I have spoken about the need to be courageously, fully ourselves, exercising our gifts as individuals in service to and with the support of the community. However, I’m wondering if a community like 8th Day needs the courage to be itself as a whole. Does 8th Day have to transform, consciously turn around, change, and re-learn how to live openly, with curiosity and creativity to allow the Spirit to work?
I’ve been reading a little about Martin Luther, who sparked the historical reformation in the church, which led to the birth of Protestantism five hundred years ago. In the Fall of 2017 the Plough (a publication of the Bruderhof) put out an issue on “Re-formation: The Church We Need Now” which included several articles on new forms of church. One of the examples, the “Church of All Nations,” founded by Korean-American immigrants, draws young people – 2/3 of the congregation are 20-40 year-olds. They have identified what young people are looking for in a church:
- They are looking for a calling.
- They are seeking healthy, meaningful relationships.
- They want a family, enduring intentional community.
- They are looking for “stability in a highly mobile world, and concreteness in an increasingly virtual and socially networked existence.”
- They desire authentic faith, which they are mostly not seeing in the mainline churches.

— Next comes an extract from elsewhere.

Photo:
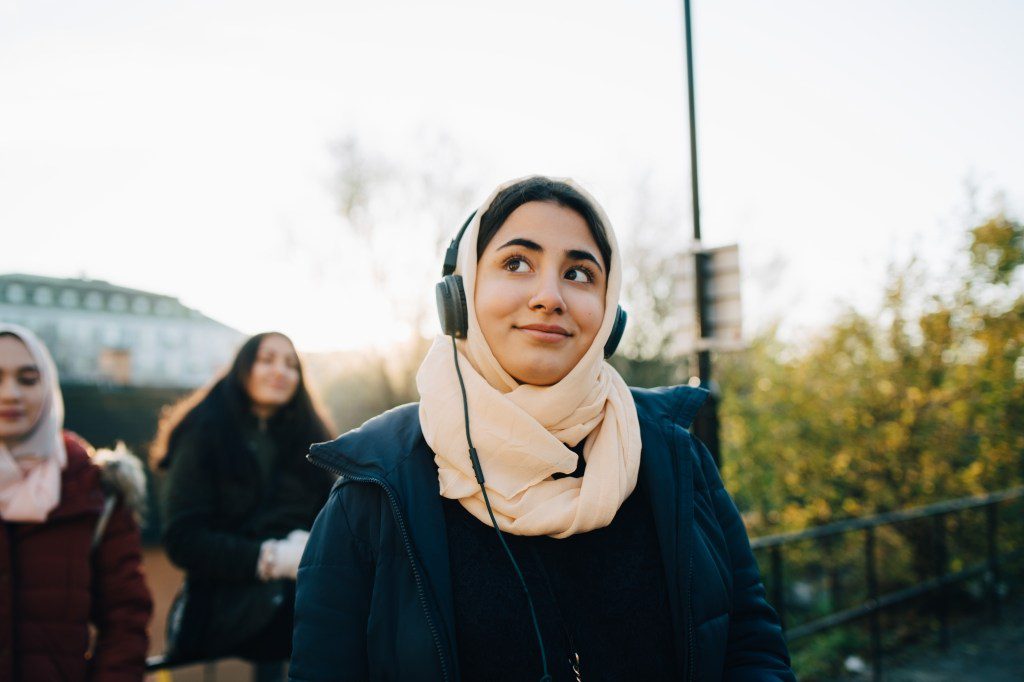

Does this sound a bit like us?
Another article is about a large Brazilian church started in the 90’s as a “seeker-sensitive church” which grew rapidly in a “whirlwind of enthusiasm,” but then realized there was something wrong - that “it was all about us.” They decided to ask questions of themselves and ended up downsizing drastically. They found that God led them as they “responded to the unexpected.” They unplugged their services and moved to meeting in homes. They deeply examined their programs and if Jesus was not at the center, they closed the programs – ninety percent% of them! They went out on the streets and built relationships with the people they had been serving. They began to serve God and the community by tending a garden. They said, “We rediscovered the church as a place where the foolish can gather.” They asked, “Are we obeying the Lord, and, if not, where should we start?” Perhaps we need to think about some of these questions also.
One article states that authentic reform means recovering some aspect of the church that has been “lost, marred, misconceived, or even forgotten. Authentic reform means reaching back and bringing into the future something that has been lost in the church’s present.” This reminds me of Gordon’s question at various stages of Church of the Saviour’s development: “What is the essence of the Church of the Saviour” that we want to preserve or renew?
So now I want to ask you to gather in groups of three or four and discuss one or both of these questions:
- For individuals: Are you wondering about your calling? about a change or transition in your life? Where will your courage come from?
- For our community: Where does 8th Day need to re-form? What movement are you sensing in our community? How do we need to be open to courageously stepping out of our comfort zone and being open to the unexpected?